I left blighty for the last time in the year of the second millennium, hotfoot to try my hand in a new world that had always seemed to represent every promise and freedom humanity could be offered, or possibly achieve.
Britain had become a little to responsible and staid for my liking, a country that had come to terms with past excesses, a rapidly diminishing position of power and influence and most importantly a degree of fraternity and common acceptance wholly absent in previous centuries. Having at long last accepted the geographically obvious and long overdue role as a part of a larger Europe community travel to the nearby continent had become as easy as simply boarding a boat, train or autobus, we had become supremely integrated, fundamentally content, even proactive in a manner most against the nations natural psyche, and quite naturally as more a child of an unparalleled topsy turvy nature I was bored, discontent and abundantly in need of adventure in climes unknown.

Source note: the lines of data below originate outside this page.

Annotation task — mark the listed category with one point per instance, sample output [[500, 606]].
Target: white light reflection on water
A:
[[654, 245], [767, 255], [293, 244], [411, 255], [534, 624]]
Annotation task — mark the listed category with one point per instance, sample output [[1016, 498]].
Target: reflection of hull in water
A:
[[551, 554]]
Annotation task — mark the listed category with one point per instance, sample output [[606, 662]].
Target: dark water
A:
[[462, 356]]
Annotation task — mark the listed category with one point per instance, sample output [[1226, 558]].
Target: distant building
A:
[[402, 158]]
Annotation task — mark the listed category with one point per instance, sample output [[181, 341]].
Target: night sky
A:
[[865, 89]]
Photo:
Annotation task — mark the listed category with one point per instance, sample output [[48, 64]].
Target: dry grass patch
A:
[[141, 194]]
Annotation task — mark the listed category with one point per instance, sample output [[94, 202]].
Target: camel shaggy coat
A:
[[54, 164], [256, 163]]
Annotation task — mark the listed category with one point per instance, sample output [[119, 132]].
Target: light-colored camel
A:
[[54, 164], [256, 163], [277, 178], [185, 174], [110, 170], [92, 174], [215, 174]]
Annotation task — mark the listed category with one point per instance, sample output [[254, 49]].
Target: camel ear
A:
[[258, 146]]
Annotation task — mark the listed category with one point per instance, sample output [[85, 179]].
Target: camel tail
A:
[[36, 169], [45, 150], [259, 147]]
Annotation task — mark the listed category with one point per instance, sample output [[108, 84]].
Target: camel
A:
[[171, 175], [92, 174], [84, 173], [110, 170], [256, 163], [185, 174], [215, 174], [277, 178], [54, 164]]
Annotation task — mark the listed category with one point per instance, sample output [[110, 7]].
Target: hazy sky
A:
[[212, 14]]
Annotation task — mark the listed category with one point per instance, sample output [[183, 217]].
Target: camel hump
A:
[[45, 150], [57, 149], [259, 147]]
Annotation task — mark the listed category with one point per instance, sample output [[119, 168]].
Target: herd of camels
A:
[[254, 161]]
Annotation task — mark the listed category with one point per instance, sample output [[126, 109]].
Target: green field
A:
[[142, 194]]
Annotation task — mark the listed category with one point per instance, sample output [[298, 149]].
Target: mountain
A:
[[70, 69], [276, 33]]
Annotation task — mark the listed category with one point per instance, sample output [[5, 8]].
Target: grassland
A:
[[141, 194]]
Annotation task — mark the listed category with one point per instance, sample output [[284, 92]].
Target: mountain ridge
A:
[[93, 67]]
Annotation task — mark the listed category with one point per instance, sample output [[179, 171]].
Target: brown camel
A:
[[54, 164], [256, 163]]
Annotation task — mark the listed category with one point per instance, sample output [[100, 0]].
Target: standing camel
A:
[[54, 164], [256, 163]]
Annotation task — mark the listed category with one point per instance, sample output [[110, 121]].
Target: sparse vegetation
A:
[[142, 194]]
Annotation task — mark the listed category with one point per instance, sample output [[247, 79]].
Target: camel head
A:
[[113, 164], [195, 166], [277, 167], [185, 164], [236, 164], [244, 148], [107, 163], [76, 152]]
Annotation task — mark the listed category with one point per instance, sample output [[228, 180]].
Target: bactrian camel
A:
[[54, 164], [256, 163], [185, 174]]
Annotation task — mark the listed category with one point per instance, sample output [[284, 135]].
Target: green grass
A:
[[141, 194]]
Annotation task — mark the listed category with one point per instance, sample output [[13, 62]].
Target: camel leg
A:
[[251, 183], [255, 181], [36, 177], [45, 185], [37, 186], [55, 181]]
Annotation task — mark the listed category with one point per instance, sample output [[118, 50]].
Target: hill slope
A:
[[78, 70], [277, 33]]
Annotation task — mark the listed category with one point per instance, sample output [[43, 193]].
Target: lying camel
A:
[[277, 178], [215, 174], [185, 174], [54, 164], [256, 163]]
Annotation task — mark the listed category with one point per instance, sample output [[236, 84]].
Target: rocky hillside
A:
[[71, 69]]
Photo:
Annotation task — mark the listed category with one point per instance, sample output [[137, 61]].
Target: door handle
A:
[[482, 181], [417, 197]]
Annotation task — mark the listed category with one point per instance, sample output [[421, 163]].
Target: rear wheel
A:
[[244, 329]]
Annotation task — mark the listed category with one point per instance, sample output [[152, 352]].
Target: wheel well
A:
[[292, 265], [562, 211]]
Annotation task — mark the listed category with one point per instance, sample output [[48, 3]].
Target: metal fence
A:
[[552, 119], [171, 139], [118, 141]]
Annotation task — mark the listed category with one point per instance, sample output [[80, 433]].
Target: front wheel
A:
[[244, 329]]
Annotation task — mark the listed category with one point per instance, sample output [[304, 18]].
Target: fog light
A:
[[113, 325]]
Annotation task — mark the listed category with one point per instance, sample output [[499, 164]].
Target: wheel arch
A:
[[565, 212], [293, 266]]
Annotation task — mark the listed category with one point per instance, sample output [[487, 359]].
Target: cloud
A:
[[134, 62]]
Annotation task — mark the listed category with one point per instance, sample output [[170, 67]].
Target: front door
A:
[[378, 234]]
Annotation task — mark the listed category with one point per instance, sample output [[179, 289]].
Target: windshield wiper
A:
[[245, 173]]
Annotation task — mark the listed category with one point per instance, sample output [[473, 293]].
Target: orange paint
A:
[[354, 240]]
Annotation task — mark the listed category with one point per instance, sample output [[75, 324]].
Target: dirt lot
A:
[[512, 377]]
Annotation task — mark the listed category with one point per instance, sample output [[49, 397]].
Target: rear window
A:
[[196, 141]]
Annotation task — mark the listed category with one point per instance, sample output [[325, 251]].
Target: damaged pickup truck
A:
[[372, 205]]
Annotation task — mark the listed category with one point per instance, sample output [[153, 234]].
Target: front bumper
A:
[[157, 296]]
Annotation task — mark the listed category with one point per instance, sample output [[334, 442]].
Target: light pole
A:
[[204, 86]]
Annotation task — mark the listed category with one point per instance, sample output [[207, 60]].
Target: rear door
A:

My arrival at Seattle aerodrome was a thing of splendor to behold. My worldly possessions contained in but two suitcases, accompanied on my transatlantic journey with my last remaining companion, a spiteful black and white male moggy, named aptly after the recently disbanded Soviet state news agency, TASS. We arrived in late December, amidst a snow storm I recall, and after what seemed so to me over involved and unnecessary delays made our way by a propeller driven plane to southern Washington, and from there to the Umatilla reservations of Northern Oregon. The following eight months proved all I had hoped, the people diverse and entertaining, the country magnificent and invigorating. My boredom was relieved, my discontent appeased wondrously.
September the eleventh two thousand one changed everything, as might be expected following the shock and revulsion that day laid upon the nation. Perhaps my newness highlighted the changes wrought, beyond any easily realized or perhaps accepted. The world changed, America changed, and the difference made me sad, and yearn for a normality I would never get to taste or savor.